Le Web3 et la DeFi ont levé 2,7 milliards de dollars au 2e trimestre
La période montre une reprise des levées de fonds en capital-risque dans le secteur après une accalmie de plusieurs mois.
L'expansion irrésistible du Web3
S’il est un domaine qui attire les capitaux comme la lumière le papillon, c’est bien celui du Web3. Plateformes décentralisées, révolution numérique, nouveaux modèles de propriété des données, les promesses sont vastes et fascinantes. L’exemple de Farcaster, cette jeune pousse qui a levé 150 millions de dollars lors d’un tour de table de série A, est emblématique de cette ferveur. Ses promesses de réinventer les médias sociaux, dans un monde où chaque utilisateur est maître de ses données, font écho à une soif de liberté numérique que le Web3 promet d’étancher.
À ses côtés, Zentry, autre acteur du Web3, a récolté 140 millions de dollars en promettant d’ouvrir de nouveaux horizons dans l’univers des jeux en ligne. Ces investissements massifs, loin d’être des coups d’éclat isolés, traduisent une tendance lourde : celle d’une montée en puissance des technologies décentralisées, qui promettent de remodeler les usages du numérique.
DeFi : l'alternative aux institutions bancaires traditionnelles
Si le Web3 incarne l’Internet de demain, la DeFi s’impose quant à elle comme la réponse radicale à un système financier jugé trop rigide, trop centralisé. La finance décentralisée permet d’effacer les frontières de la finance classique, en offrant des services bancaires, de prêt ou d’emprunt, sans intermédiaire.
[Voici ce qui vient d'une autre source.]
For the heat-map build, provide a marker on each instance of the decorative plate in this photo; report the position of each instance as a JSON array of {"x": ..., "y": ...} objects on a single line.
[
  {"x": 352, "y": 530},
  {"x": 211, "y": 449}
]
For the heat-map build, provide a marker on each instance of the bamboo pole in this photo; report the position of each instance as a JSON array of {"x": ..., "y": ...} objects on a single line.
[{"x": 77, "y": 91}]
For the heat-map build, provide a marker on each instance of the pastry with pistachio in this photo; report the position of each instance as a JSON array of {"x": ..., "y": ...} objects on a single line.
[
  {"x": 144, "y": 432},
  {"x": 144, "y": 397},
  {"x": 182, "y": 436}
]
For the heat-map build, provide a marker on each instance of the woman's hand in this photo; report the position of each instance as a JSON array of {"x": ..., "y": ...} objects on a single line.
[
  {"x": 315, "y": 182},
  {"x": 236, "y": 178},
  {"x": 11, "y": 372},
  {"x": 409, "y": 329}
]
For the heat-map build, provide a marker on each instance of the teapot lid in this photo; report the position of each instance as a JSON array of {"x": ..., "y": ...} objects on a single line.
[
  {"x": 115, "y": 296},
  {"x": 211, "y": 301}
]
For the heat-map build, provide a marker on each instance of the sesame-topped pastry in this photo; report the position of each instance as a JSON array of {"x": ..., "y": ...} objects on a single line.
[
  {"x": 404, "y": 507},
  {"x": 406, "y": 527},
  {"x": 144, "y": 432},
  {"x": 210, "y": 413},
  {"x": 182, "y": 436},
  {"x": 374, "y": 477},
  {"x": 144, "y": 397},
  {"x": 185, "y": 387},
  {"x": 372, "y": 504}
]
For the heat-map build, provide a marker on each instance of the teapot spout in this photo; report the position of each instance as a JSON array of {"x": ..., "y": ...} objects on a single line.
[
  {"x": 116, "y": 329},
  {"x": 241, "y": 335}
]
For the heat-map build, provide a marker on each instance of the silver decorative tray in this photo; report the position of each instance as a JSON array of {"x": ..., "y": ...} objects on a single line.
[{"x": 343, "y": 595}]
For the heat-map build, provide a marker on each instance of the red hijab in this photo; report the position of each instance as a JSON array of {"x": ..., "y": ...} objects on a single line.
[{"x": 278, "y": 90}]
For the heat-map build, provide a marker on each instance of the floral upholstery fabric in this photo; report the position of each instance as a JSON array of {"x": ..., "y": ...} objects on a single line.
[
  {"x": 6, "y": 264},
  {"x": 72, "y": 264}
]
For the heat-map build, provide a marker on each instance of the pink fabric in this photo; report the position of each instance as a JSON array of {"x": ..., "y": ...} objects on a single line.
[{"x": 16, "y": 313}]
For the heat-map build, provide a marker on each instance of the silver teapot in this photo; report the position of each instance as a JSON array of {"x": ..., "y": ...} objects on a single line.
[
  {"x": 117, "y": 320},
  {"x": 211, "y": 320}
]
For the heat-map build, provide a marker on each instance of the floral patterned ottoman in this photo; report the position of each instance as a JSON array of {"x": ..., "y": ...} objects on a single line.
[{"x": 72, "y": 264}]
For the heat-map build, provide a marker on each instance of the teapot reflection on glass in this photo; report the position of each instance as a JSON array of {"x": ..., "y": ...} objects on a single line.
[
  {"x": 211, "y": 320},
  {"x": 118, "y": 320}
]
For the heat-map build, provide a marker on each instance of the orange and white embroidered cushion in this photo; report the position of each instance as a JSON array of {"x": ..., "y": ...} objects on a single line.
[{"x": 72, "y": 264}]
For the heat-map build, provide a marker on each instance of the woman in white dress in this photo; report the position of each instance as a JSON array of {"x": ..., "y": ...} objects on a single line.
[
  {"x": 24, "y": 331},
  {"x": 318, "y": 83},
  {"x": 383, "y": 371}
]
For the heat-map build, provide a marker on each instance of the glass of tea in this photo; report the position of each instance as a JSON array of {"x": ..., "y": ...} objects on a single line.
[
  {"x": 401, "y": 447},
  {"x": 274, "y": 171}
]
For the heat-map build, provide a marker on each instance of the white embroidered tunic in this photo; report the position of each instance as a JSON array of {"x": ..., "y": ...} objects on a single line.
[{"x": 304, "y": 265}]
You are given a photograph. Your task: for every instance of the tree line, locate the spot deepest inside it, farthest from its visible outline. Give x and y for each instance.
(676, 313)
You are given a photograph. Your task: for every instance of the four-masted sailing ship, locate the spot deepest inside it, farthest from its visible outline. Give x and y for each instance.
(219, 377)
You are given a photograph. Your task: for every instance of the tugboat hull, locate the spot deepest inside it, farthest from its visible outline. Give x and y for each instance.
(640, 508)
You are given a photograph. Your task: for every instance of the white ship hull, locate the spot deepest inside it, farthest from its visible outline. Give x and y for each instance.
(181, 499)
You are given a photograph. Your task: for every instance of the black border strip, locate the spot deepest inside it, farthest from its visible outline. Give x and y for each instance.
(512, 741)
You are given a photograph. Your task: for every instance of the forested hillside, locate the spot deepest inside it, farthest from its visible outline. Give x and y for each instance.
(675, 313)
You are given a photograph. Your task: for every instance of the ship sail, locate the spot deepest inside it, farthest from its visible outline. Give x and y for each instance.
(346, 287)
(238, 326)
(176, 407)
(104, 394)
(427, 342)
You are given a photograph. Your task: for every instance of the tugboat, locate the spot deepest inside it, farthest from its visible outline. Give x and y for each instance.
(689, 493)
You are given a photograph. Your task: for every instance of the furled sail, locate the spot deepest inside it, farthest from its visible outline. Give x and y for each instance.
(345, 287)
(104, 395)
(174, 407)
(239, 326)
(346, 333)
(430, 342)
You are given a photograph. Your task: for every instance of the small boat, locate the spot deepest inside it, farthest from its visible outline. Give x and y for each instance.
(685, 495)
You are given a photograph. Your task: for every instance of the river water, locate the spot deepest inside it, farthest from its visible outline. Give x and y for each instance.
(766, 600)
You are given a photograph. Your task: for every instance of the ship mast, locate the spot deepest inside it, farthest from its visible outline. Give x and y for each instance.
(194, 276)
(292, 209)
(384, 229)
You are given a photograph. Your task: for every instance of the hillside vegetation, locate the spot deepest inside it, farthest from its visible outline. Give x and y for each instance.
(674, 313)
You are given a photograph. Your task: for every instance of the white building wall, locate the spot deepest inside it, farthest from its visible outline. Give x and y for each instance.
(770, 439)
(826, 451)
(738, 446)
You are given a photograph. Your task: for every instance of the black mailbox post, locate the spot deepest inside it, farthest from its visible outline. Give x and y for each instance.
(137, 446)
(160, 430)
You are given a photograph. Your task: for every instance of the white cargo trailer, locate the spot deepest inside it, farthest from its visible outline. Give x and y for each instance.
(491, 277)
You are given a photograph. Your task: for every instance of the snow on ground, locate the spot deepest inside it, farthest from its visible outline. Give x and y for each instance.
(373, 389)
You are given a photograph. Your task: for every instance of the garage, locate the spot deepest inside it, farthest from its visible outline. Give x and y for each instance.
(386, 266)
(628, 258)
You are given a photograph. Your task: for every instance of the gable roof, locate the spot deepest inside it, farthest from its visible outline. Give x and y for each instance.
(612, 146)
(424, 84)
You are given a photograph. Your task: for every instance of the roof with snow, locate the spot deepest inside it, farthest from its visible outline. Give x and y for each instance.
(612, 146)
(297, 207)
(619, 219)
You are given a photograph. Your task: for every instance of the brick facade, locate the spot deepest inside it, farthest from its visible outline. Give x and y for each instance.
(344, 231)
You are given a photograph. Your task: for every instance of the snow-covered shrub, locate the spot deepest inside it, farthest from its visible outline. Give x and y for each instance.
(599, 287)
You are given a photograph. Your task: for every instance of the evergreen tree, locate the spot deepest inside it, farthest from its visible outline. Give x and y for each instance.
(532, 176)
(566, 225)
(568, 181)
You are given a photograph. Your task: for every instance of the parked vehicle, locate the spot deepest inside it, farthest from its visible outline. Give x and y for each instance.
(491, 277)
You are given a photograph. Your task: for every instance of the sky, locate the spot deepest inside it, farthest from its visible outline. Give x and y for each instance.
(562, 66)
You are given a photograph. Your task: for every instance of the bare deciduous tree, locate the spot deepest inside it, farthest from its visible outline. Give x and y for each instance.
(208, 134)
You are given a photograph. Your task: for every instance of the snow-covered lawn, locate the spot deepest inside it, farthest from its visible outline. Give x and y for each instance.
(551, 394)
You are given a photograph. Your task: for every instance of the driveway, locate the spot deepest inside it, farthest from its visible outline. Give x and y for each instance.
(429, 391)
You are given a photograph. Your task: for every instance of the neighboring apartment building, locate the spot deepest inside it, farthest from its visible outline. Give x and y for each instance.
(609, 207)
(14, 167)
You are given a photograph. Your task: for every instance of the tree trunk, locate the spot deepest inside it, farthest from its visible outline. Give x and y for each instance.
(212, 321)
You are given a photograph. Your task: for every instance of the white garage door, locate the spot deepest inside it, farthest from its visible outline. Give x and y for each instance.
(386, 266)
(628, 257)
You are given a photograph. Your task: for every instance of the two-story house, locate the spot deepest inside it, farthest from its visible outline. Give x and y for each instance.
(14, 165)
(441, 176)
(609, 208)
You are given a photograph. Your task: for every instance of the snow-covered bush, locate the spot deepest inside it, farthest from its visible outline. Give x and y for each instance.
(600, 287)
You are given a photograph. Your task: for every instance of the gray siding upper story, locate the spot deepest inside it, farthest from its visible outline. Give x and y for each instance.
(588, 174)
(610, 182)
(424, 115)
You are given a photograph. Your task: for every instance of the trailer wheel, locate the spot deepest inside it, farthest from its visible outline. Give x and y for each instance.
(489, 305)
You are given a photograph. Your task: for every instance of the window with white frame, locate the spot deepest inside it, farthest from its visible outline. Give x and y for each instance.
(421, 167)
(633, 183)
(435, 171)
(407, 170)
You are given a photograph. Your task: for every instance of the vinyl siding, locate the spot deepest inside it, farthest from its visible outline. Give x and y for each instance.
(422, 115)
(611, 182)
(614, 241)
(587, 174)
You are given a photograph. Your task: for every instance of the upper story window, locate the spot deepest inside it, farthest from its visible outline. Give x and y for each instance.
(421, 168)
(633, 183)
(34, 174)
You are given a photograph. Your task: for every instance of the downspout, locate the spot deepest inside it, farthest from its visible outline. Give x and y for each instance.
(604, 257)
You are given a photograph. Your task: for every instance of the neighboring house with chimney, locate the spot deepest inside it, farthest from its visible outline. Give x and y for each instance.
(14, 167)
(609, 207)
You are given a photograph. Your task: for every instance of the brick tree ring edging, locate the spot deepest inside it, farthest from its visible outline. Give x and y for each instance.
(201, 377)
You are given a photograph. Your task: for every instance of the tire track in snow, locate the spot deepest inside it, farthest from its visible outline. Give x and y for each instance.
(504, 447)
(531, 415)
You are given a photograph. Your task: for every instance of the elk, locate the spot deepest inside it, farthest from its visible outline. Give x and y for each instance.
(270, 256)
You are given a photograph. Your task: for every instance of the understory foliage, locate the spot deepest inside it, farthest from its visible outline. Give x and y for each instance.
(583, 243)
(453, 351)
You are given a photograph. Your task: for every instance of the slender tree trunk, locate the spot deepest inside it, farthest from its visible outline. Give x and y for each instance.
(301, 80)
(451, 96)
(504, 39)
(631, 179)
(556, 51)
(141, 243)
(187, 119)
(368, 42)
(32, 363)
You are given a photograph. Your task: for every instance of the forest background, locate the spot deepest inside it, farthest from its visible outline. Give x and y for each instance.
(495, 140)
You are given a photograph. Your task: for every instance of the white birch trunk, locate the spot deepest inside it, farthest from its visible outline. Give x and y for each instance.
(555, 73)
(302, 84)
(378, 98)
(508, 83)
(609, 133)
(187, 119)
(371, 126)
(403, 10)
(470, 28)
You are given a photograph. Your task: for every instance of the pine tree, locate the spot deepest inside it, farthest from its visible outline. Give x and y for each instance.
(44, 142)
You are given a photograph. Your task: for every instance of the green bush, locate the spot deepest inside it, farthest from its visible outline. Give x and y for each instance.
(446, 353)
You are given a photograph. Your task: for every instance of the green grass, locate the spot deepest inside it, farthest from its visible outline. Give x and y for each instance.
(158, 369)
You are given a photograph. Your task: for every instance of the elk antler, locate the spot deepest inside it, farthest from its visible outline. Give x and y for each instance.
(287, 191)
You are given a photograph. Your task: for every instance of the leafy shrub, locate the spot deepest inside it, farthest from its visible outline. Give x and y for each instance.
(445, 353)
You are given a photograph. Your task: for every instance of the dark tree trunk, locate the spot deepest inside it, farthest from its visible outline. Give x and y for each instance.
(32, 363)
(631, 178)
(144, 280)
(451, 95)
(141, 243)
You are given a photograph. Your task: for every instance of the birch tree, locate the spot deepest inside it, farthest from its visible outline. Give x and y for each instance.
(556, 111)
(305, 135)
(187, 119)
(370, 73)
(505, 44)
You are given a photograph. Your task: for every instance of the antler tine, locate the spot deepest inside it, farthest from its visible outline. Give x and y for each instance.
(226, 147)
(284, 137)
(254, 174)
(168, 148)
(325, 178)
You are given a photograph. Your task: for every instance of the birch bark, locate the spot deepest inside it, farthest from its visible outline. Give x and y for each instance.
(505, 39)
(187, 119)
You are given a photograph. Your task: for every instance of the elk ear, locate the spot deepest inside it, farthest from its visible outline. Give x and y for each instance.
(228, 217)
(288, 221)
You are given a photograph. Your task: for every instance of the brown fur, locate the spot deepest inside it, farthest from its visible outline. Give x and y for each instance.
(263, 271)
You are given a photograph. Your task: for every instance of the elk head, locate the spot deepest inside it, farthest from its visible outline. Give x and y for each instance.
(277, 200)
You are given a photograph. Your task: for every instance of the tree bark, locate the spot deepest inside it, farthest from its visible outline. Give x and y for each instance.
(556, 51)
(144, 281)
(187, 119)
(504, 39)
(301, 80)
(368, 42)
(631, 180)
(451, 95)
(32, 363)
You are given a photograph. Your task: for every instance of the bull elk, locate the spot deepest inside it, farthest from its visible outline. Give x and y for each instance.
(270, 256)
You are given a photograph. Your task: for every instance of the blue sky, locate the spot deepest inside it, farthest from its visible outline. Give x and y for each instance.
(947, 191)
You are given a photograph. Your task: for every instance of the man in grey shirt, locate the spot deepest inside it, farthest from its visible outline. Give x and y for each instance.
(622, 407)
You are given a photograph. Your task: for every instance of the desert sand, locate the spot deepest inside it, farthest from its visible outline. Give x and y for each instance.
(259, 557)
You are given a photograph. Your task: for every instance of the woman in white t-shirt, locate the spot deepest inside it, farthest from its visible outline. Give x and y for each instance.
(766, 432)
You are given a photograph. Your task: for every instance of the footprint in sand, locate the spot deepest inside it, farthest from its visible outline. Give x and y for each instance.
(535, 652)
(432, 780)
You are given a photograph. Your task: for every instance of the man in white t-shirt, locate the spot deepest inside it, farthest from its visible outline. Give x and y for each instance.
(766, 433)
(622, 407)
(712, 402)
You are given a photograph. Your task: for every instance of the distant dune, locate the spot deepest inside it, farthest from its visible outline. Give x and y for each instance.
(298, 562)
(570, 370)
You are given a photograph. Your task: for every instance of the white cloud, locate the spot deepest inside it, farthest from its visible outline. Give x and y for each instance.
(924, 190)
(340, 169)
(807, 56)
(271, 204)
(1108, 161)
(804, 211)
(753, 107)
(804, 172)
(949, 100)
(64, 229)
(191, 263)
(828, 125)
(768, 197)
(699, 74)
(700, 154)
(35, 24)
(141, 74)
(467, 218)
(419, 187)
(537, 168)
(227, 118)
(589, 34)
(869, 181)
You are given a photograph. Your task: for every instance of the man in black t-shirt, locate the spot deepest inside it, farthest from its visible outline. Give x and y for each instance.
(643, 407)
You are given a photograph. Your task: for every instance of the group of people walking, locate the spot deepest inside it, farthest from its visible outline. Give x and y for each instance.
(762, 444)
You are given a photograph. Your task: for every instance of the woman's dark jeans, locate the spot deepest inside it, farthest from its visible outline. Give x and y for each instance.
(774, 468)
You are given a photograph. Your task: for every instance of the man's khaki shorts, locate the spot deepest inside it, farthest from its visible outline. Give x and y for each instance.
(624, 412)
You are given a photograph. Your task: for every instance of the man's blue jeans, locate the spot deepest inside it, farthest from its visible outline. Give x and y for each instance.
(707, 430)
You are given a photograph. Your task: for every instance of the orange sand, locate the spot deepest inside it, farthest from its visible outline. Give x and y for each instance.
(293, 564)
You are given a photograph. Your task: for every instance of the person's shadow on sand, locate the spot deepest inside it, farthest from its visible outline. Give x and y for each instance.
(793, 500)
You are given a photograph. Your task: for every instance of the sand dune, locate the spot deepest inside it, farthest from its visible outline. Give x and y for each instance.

Ainsi, Babylon, avec une levée de 70 millions de dollars, illustre ce mouvement qui vise à créer un système financier parallèle, totalement ouvert et accessible à tous. Les investisseurs semblent y avoir vu une opportunité sans précédent, non seulement en termes de rendements potentiels, mais aussi en termes de transformation structurelle des marchés financiers.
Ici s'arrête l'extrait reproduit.